Women are forbidden from visiting or living on Mount Athos in accordance with the belief that a female presence would alter the social dynamics and impede the monks on their journey toward spiritual enlightenment. According to Athonite tradition, the Virgin Mary was blown off course during her journey to Cyprus and landed on Mount Athos, where she converted its pagan tribes to Christianity. Banning women from the peninsula allows the Virgin to be revered as the only female influence.
Mount Athos, Greece
World's Largest Solar Furnace
A solar furnace uses a large concave surface of mirrors to reflect sunlight onto a focal point the size of a cooking pot. The temperature at this point may reach above 6,000°F (3,315°C), enough to generate electricity, melt metal, or produce hydrogen fuel. The world’s largest solar furnace is located in Font-Romeu-Odeillo-Via, a commune in the sunny Pyrenees mountains on the French-Spanish border. Operational since 1970, it uses a
field of 10,000 ground-mounted mirrors to bounce the sun’s rays onto a large concave mirror that shows a distorted, upside-down reflection of the countryside. Tours of the site include workshops and demonstrations on renewable energy and the solar system.

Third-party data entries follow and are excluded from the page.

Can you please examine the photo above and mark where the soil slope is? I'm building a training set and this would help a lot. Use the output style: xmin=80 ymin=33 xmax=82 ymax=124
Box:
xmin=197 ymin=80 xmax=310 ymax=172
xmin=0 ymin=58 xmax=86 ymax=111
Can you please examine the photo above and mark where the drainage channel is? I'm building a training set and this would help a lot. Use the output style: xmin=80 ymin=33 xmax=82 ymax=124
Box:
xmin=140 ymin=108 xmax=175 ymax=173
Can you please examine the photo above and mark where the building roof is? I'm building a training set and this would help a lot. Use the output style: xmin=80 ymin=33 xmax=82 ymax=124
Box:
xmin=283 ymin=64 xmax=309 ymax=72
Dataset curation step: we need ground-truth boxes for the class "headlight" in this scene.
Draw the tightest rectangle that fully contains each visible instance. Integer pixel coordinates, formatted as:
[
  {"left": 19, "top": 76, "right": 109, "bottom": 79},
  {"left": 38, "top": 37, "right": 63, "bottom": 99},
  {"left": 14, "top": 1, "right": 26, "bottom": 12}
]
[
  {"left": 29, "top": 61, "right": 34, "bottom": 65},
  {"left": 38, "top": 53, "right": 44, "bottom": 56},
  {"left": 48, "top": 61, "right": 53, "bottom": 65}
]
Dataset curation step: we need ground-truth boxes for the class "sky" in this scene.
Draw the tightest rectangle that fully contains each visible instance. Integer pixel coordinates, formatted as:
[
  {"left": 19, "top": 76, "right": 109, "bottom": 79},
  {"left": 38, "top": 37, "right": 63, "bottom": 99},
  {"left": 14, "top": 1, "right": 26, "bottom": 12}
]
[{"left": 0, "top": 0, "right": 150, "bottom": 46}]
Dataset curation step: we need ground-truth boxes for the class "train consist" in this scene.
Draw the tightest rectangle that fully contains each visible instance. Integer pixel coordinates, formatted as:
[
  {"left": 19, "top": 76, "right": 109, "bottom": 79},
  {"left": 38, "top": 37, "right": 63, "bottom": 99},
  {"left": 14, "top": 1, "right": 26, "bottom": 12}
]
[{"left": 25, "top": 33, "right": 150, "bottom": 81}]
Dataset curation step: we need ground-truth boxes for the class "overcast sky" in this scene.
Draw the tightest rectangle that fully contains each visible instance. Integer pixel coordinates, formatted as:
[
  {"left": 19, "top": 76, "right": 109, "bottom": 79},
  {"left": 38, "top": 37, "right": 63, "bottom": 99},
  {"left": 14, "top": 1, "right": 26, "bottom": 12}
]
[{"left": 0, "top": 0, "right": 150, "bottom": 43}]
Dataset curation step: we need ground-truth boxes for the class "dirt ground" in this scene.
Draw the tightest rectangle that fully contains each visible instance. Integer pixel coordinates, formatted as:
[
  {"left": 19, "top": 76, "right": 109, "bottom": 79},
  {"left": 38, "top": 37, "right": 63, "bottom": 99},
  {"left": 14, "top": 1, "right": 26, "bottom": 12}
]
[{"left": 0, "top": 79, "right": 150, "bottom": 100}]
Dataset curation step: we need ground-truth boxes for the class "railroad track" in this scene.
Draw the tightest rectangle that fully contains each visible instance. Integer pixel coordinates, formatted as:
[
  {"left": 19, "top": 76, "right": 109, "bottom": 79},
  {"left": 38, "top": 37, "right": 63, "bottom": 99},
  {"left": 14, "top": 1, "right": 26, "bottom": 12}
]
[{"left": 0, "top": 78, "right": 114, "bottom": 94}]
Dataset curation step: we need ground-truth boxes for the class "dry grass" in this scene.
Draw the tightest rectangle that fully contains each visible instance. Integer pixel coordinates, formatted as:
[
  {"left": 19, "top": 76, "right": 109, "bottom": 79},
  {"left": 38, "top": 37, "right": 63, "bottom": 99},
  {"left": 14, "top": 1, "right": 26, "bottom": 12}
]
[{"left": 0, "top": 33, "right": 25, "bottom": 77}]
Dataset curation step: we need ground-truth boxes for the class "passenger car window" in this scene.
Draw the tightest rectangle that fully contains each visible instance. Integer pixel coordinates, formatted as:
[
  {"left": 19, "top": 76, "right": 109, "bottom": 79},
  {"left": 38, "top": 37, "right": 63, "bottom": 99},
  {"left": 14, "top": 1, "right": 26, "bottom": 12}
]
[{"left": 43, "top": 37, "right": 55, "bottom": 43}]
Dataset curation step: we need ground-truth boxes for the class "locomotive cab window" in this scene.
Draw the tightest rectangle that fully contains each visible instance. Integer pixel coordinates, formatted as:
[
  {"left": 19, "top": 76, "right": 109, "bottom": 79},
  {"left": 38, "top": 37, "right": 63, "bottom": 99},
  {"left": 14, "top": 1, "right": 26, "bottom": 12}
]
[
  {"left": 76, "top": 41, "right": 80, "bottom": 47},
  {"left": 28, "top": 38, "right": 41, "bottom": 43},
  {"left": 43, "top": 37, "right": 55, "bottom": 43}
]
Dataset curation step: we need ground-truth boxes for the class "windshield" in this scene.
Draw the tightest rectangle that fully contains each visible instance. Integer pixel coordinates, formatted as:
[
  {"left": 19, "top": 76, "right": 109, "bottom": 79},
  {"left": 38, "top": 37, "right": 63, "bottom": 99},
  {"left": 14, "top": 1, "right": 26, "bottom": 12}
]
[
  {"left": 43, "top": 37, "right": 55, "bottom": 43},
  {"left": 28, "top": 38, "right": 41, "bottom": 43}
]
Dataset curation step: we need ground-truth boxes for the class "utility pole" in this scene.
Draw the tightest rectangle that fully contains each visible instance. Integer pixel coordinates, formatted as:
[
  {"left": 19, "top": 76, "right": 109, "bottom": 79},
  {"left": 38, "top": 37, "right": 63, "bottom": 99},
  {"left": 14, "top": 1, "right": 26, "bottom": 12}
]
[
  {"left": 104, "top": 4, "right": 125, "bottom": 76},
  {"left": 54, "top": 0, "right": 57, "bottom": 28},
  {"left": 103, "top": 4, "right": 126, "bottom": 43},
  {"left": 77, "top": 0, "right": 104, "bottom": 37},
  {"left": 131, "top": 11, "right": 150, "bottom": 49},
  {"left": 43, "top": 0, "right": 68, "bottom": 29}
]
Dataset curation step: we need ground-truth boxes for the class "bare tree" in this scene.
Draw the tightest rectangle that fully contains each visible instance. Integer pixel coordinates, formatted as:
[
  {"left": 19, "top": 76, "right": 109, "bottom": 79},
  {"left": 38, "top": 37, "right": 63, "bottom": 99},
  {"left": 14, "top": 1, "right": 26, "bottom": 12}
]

Odeillo, Languedoc-Roussillon, France
Victoria’s Way Indian Sculpture Park
Covering 22 acres, this park includes sculptures of an emaciated Buddha, an enormous disembodied finger, and The Split Man, a figure ripping itself in two, representing “the mental state of the dysfunctional human.” Victor Langheld established the park in 1989 after traveling to India in search of enlightenment. The sculptures, carved in stone by craftsmen in the south Indian state of Tamil Nadu, represent spiritual progression, from Awakening (a child emerging from a decaying fist) to The Ferryman’s End (a cadaverous old man in a sinking boat, pictured left). Jolly figures of Hindu dieties Ganesh and Shiva dancing and playing the flute help lighten the mood.